English R1B

Reading and Composition: Caribbean Poetry In and Out of English


Section Semester Instructor Time Location Course Areas
9 Spring 2021 Dunsker, Leo
MWF 1-2

Book List

Brathwaite, Kamau: Black + Blues; Césaire, Aimé: Notebook of a Return to the Native Land; Philp, M. NourbeSe: Zong!; Walcott, Derek: Omeros

Other Readings and Media

Because much of the work we'll be reading is either out-of-print or will be read only in parts, there will be plenty of material provided in PDF form.

Description

In this course, we will be reading the work of a wide range of Caribbean poets. Most of the poetry will have been written in English, some of it translated from French or Spanish; some of it in "correct" English, but much of it written in local dialect. Some of these poets understand their work as primarily spoken or oral, in line with a sense of heritage that roots itself across an ocean; others insist that poetry, in the 20th century, should be understood as existing chiefly on the page, as most literature from Europe or the U.S. is. The possibility of an oral poetics and the value of non-standard Englishes will certainly concern us here, but so will the history of the region itself as it is negotiated through the poetry. Can a region where heterogeneity (of linguistic inheritance, or ethnic background) really be considered as one? Or is this in fact the very basis for understanding a region as itself something more than merely geographical? Theorizations of identity -- whether Caribbean theorizations of identity, or theories of Caribbean identity -- such as négritudeantillanité, and creolité, along with philosophical concepts like "tidalectics" or "the right to opacity" devised by the poets and thinkers represented here, will play an important part in our consideration of these and other questions.
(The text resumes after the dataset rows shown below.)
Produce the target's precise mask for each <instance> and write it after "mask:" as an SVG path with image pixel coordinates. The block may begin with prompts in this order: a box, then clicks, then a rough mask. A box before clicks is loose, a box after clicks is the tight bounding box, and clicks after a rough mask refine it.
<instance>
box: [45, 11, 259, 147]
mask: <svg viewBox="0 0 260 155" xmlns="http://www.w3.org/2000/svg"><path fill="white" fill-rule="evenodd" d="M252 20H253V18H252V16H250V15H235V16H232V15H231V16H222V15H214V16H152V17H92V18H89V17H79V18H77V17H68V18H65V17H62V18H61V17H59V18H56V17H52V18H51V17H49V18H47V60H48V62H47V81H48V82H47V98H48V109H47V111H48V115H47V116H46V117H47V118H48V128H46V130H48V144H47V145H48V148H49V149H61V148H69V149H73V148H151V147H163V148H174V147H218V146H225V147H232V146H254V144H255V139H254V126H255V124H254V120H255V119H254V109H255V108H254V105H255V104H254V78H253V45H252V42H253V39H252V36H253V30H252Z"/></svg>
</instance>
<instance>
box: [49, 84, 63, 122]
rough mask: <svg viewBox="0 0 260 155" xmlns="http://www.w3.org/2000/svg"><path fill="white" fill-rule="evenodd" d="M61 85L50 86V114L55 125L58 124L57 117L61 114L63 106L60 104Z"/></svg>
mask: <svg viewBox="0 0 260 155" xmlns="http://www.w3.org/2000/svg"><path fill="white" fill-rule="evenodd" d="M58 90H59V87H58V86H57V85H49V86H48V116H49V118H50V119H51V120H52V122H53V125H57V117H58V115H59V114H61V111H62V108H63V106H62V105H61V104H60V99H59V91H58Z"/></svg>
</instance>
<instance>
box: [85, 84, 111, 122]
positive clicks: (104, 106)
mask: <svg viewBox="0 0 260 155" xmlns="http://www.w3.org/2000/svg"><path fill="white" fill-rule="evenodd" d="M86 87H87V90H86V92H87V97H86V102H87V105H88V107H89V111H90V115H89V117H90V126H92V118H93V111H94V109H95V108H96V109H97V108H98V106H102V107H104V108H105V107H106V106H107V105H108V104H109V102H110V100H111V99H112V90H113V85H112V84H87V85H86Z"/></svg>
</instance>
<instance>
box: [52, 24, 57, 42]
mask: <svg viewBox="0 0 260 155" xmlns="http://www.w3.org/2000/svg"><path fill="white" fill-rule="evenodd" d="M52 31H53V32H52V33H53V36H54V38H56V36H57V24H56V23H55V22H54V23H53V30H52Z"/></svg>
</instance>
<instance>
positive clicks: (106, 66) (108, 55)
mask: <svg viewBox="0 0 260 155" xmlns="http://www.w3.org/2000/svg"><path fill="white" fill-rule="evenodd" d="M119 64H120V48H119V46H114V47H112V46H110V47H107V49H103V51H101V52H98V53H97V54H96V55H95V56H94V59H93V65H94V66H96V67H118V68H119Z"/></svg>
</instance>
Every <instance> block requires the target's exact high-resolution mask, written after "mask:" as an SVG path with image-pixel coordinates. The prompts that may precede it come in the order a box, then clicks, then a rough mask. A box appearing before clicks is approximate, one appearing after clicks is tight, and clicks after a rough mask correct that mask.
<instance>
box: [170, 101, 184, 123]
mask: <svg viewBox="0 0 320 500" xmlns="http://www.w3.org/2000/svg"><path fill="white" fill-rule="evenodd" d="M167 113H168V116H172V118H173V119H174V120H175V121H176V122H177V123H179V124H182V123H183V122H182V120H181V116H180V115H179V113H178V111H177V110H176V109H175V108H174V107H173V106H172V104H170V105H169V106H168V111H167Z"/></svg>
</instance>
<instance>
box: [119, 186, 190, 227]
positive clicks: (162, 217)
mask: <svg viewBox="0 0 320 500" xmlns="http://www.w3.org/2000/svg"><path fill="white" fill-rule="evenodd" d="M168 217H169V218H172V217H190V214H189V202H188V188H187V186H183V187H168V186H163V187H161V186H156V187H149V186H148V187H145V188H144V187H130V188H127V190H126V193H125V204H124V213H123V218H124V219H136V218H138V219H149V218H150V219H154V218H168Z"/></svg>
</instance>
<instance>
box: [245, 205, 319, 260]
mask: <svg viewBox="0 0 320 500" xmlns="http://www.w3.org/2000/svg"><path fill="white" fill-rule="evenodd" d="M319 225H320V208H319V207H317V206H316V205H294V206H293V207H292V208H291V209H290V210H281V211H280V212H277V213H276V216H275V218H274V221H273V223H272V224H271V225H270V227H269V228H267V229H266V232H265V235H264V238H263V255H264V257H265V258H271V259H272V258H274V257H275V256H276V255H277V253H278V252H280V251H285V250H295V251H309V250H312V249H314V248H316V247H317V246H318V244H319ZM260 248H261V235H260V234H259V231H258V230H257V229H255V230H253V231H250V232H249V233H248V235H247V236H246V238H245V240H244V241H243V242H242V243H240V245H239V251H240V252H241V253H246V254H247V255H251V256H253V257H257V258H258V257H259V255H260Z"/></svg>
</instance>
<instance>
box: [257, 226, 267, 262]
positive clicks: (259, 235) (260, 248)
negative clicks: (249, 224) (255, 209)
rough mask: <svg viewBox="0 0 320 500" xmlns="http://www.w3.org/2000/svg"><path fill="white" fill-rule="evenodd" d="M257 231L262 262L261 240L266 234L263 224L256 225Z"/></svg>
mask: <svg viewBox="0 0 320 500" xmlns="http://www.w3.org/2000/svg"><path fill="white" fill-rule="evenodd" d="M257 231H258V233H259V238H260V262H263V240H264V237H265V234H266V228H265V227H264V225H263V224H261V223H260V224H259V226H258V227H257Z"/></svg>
In addition to the books listed above, we'll also be examining the more canonical poetry of Claude McKay, Nicolás Guillén, Louise Bennett, Martin Carter, Eric Roach, and others; the written and recorded work of dub poets like Mikey Smith, Linton Kwesi Johnson, and Jean "Binta" Breeze; and the work across media of many other writers still living and working today, including Grace Nichols, Lorna Goodison, David Dabydeen, Dionne Brand, and Kei Miller.

This writing-intensive course is designed to improve students’ skills in both writing and thinking. Over the course of the semester, students will write and revise two papers, the first analytic and the second based on individual research. Accordingly, students will be instructed in how to locate and engage with primary and secondary sources as well as in how to properly employ them so as to advance their own original claims.